Tue Jun 9 01:52:35 PDT 2020

  Branch: refs/heads/master
  Home:   https://github.com/llvm/llvm-project
  Commit: b82be5db71fbe74f2407c7e38fb5e18fecaf08e4
      https://github.com/llvm/llvm-project/commit/b82be5db71fbe74f2407c7e38fb5e18fecaf08e4
  Author: Cullen Rhodes <cullen.rhodes at arm.com>
  Date:   2020-06-09 (Tue, 09 Jun 2020)

  Changed paths:
    M llvm/include/llvm/IR/IntrinsicsAArch64.td
    M llvm/lib/Target/AArch64/AArch64ISelDAGToDAG.cpp
    M llvm/lib/Target/AArch64/AArch64ISelLowering.cpp
    M llvm/lib/Target/AArch64/AArch64ISelLowering.h
    M llvm/test/CodeGen/AArch64/sve-intrinsics-loads.ll

  Log Message:
  -----------
  [AArch64][SVE] Implement structured load intrinsics

Summary:
This patch adds initial support for the following instrinsics:

    * llvm.aarch64.sve.ld2
    * llvm.aarch64.sve.ld3
    * llvm.aarch64.sve.ld4

For loading two, three and four vectors worth of data.
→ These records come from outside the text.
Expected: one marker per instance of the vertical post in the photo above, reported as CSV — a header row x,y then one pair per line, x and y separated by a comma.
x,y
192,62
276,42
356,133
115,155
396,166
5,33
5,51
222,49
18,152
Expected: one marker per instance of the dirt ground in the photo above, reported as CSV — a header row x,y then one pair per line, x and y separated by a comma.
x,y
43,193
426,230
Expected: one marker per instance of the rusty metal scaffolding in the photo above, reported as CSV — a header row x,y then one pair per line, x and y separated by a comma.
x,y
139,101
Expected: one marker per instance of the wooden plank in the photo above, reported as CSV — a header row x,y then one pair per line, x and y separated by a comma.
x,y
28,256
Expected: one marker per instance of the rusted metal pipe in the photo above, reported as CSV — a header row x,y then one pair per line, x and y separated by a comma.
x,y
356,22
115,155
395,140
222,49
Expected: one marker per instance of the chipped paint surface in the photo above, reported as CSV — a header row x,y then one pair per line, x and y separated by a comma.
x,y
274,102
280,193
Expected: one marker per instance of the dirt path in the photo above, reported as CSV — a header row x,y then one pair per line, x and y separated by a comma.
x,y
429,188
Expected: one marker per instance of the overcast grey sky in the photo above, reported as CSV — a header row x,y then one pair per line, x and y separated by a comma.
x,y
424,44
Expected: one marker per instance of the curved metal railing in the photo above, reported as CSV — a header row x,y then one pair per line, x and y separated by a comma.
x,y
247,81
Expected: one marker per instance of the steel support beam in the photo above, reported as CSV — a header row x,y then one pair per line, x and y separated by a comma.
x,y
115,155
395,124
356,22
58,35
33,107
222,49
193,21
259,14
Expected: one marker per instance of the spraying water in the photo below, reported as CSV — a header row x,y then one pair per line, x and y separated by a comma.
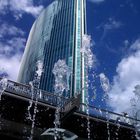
x,y
34,84
89,60
61,72
135,103
3,85
104,81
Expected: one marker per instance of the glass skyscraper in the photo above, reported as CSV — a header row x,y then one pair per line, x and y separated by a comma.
x,y
57,34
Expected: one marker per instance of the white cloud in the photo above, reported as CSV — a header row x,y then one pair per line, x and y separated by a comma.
x,y
10,30
11,50
97,1
112,24
128,76
20,7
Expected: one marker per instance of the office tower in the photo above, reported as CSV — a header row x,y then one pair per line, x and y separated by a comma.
x,y
57,34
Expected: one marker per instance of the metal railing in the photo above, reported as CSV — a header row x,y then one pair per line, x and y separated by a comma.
x,y
23,90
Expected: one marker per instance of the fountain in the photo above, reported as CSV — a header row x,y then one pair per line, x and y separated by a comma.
x,y
89,60
106,87
34,95
135,110
3,85
61,72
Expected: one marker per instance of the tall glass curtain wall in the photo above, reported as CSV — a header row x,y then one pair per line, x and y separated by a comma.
x,y
55,35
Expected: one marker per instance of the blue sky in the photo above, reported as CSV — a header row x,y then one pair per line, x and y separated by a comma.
x,y
114,28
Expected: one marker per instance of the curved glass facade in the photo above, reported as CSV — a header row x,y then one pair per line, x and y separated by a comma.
x,y
56,34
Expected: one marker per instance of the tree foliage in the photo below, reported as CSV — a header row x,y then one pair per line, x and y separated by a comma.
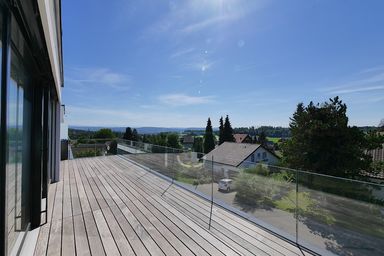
x,y
262,139
198,144
104,133
221,131
173,141
381,125
128,134
323,142
227,131
209,141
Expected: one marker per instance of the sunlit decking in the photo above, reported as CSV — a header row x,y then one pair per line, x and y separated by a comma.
x,y
111,206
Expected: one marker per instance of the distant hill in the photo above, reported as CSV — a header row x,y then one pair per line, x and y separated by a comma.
x,y
140,130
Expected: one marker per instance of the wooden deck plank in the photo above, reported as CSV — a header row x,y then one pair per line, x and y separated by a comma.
x,y
111,206
196,213
96,192
54,244
85,207
81,239
130,234
94,239
196,228
75,201
42,245
106,236
68,242
67,205
150,219
87,188
183,232
118,235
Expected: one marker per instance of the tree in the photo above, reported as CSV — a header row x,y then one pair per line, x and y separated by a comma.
x,y
381,125
262,140
135,135
323,142
228,131
173,141
209,142
221,131
198,144
104,133
128,134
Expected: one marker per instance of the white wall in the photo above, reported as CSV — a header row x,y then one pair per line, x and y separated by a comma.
x,y
258,157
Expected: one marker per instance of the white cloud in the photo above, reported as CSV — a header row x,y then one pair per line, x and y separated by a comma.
x,y
192,16
353,90
366,81
91,116
213,21
182,52
185,100
98,76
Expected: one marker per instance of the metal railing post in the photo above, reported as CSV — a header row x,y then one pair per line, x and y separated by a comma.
x,y
210,215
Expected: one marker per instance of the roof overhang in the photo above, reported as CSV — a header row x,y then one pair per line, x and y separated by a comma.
x,y
50,14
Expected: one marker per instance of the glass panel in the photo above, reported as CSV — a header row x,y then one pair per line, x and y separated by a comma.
x,y
12,160
341,216
18,144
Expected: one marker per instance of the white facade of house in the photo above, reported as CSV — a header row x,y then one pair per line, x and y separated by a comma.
x,y
260,155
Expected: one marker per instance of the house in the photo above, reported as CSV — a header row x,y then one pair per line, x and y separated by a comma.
x,y
31,82
231,156
377,154
242,138
188,141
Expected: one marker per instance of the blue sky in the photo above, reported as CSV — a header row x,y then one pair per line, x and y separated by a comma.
x,y
176,63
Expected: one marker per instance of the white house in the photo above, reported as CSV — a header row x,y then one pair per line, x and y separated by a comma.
x,y
231,156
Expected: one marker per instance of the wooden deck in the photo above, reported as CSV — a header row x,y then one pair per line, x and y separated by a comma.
x,y
110,206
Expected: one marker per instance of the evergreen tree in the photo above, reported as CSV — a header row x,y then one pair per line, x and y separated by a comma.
x,y
221,131
198,144
381,125
209,141
228,131
104,133
135,135
323,142
128,134
173,141
262,140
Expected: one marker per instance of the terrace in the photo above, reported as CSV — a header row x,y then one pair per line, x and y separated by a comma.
x,y
122,197
109,205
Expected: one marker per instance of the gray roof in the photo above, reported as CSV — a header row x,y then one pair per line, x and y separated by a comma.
x,y
377,154
231,153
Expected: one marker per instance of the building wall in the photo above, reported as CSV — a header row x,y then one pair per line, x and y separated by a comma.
x,y
29,121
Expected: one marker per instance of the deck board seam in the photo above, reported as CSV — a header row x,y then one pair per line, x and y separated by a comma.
x,y
204,228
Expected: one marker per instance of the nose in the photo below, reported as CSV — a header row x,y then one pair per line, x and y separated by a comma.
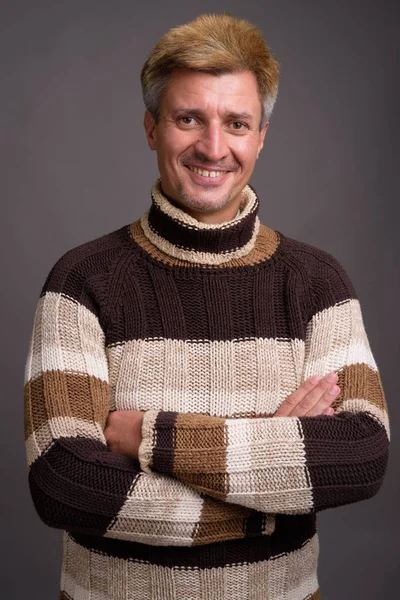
x,y
212,143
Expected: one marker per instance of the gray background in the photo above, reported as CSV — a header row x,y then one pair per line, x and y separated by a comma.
x,y
75,165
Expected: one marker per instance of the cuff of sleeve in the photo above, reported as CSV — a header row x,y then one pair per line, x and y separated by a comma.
x,y
145,452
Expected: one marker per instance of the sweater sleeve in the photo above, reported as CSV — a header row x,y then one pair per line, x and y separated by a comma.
x,y
289,464
76,483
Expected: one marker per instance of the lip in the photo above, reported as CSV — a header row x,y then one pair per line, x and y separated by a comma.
x,y
209,181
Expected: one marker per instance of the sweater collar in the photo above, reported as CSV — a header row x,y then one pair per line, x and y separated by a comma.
x,y
176,233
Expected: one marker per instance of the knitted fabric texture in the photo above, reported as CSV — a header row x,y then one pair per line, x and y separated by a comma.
x,y
206,328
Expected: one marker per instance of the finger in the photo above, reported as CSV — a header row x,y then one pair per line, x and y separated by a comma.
x,y
314,396
290,403
325,402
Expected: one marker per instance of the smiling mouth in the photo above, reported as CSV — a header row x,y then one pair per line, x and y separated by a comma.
x,y
205,173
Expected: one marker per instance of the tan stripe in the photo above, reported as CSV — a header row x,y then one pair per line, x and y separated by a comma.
x,y
361,405
213,484
200,431
360,381
292,576
265,246
60,394
217,523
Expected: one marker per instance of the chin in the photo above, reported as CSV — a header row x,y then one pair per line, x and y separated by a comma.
x,y
204,200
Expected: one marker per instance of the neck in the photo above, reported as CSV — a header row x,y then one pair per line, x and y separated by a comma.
x,y
214,217
177,233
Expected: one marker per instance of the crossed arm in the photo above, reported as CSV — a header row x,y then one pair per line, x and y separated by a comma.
x,y
199,476
123,432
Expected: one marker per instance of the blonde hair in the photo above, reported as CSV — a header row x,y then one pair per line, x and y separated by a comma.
x,y
215,44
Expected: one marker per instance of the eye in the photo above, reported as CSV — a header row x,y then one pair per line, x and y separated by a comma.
x,y
187,120
238,126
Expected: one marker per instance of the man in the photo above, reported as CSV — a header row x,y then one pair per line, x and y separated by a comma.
x,y
198,384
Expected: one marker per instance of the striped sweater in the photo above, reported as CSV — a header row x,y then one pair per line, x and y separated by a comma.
x,y
206,328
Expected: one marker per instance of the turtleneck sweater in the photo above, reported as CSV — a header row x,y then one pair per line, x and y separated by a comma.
x,y
207,329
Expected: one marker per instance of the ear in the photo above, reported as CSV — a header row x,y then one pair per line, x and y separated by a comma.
x,y
150,129
262,136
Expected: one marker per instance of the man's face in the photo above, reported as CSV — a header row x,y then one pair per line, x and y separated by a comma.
x,y
207,139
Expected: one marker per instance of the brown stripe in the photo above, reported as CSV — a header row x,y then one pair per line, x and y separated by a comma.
x,y
291,534
266,245
360,381
215,240
219,521
60,394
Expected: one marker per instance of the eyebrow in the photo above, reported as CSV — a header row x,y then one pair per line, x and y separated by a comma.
x,y
200,113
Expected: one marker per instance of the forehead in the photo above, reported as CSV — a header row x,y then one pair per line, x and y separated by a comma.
x,y
206,91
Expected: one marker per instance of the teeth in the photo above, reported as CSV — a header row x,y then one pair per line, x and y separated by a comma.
x,y
205,173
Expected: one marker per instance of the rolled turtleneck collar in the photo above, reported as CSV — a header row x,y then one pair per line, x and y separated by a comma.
x,y
176,233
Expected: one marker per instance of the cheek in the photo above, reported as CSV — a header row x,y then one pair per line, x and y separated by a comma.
x,y
176,144
246,153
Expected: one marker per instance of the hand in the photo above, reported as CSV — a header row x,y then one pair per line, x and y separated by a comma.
x,y
123,432
314,397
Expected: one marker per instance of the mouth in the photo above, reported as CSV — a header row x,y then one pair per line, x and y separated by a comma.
x,y
205,173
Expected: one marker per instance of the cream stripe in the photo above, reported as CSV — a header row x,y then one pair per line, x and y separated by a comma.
x,y
167,374
42,438
156,509
194,256
338,339
249,200
67,337
266,462
290,576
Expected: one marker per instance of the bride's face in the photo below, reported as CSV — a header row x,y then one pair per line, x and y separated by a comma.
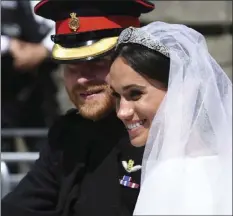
x,y
137,99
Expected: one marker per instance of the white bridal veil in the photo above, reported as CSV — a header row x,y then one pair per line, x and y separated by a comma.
x,y
187,164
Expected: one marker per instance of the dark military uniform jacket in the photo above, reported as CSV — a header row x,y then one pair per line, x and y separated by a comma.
x,y
76,173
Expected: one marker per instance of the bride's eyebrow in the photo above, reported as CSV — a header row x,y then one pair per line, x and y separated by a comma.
x,y
140,87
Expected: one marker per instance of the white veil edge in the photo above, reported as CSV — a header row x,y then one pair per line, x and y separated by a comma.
x,y
187,163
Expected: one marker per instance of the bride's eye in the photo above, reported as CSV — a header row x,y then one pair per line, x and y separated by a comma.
x,y
135,94
115,94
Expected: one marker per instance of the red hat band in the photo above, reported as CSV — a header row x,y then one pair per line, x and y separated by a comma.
x,y
76,24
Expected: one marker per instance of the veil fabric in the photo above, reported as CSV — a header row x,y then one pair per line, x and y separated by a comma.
x,y
187,163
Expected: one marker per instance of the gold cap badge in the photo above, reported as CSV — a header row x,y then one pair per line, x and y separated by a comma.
x,y
74,22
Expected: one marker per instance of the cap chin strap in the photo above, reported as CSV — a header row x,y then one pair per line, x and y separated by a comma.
x,y
94,50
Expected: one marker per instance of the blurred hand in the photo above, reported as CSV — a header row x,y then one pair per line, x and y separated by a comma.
x,y
27,55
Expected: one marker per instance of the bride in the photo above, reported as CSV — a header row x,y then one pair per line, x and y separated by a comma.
x,y
175,100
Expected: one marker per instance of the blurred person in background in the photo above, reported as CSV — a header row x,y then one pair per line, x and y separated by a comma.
x,y
28,90
77,172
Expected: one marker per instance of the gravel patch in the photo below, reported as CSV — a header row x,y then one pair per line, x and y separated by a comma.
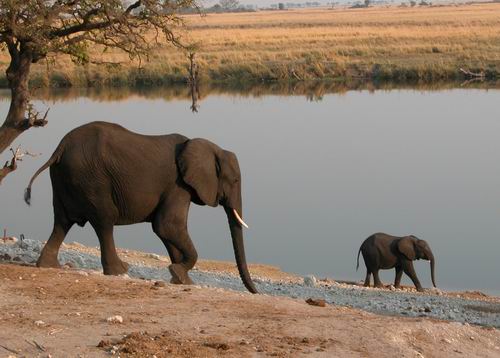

Basic codegen is
implemented with reg+reg and reg+imm addressing modes being addressed
in a later patch.

The types returned by these intrinsics have a number of elements that is a
multiple of the elements in a 128-bit vector for a given type and N, where N is
the number of vectors being loaded, i.e. 2, 3 or 4. Thus, for 32-bit elements
the types are:

    LD2 : <vscale x 8 x i32>
    LD3 : <vscale x 12 x i32>
    LD4 : <vscale x 16 x i32>

This is implemented with target-specific intrinsics for each variant that take
the same operands as the IR intrinsic but return N values, where the type of
each value is a full vector, i.e. <vscale x 4 x i32> in the above example.
These values are then concatenated using the standard concat_vector intrinsic
to maintain type legality with the IR.

These intrinsics are intended for use in the Arm C Language
Extension (ACLE).

Reviewed By: sdesmalen

Differential Revision: https://reviews.llvm.org/D75751